Le Machin à remonter le temps
Oh, je vous parle d’un temps que… C’était en fin des années soixante-dix, au paroxysme du mouvement folk de nos peuples de France. Ou juste après, avant la grande chute. Il y avait Mélusine. Et Malicorne. Et entre les deux la grande fracture des folkeux, le motif d’impitoyables guerres fratricides. En gros les z’authentiques contre les n’importe quoi. Je bouffais aux deux rateliers, trouvant un égal plaisir dans ces tendances qu’on disait opposées. J’aimais la bande à Guilcher, Dutertre et Baly autant que j’adulais celle, électrifiée, à Yacoub. C’était l’époque des bals folk. Un candidat à l’élection présidentielle allait bientôt sortir un autocollant qui disait « Mes baskets votent écologistes ». Les miennes étaient toutes vertes qui faisaient tournoyer les filles en des scottishs pas possibles et des bourrées sans éthylotest. C’est dans la danse que je les épuisais, que je les finissais… En ces moments-là un groupe entre tous atypique est venu troubler le jeu, jouant de l’ancien au seul prétexte que ça avait le vent en poupe. C’était Machin, des franc-comtois relax et décomplexés : Moi je suis un folkeux qu’ils chantaient dans une sorte de néo-folk, ou de folk d’après, d’avant-garde, de « folklore contemporain », les historiens trancheront un jour. Ces quatre-là étaient un jour folkeux et le lendemain accompagnaient un chanteur tout aussi étrange, longues bacchantes, qui distribuait des cacahuètes aux spectateurs à la fin de son concert, un qui chantait La Cancoillotte et La Fille du coupeur de joints. Ces branques musiquaient chez Thiéfaine pour grossir leur compte en banque. Machin c’est toute une époque, musicale certes, mais pas que. Une odeur, une insouciance et forcément des lendemains qui chantent, du moins le croyait-on. Ils ont déchanté. C’est dire un peu la nostalgie en nous réveillée quand, pas loin d’un quart de siècle plus tard, en 2003, les Machins se sont retrouvés pour reprendre du service (c’est d’ailleurs l’Hubert-Félix qui les a bien incité, dès 1998, en leur offrant Bercy pour se reconstituer une première fois). Et quitte à faire d’abord se compiler.

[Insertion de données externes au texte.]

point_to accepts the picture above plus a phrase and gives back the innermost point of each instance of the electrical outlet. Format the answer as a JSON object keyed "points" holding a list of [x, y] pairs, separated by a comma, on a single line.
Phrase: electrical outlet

Puis s’exposer à de nouvelles scènes et même refaire un live, deux ans plus tard, quitte à en modifier quelque peu le flacon et les vers : « Moi j’étais un folkeux / Maint’nant il faudrait que je me relookeu ».
L’un des quatre, le guitariste Jean-Pierre Robert, s’est même il y a peu fendu de deux disques à lui tout seul, tout beaux tout bons, qu’il vous faut découvrir sous peine de louper quelque chose.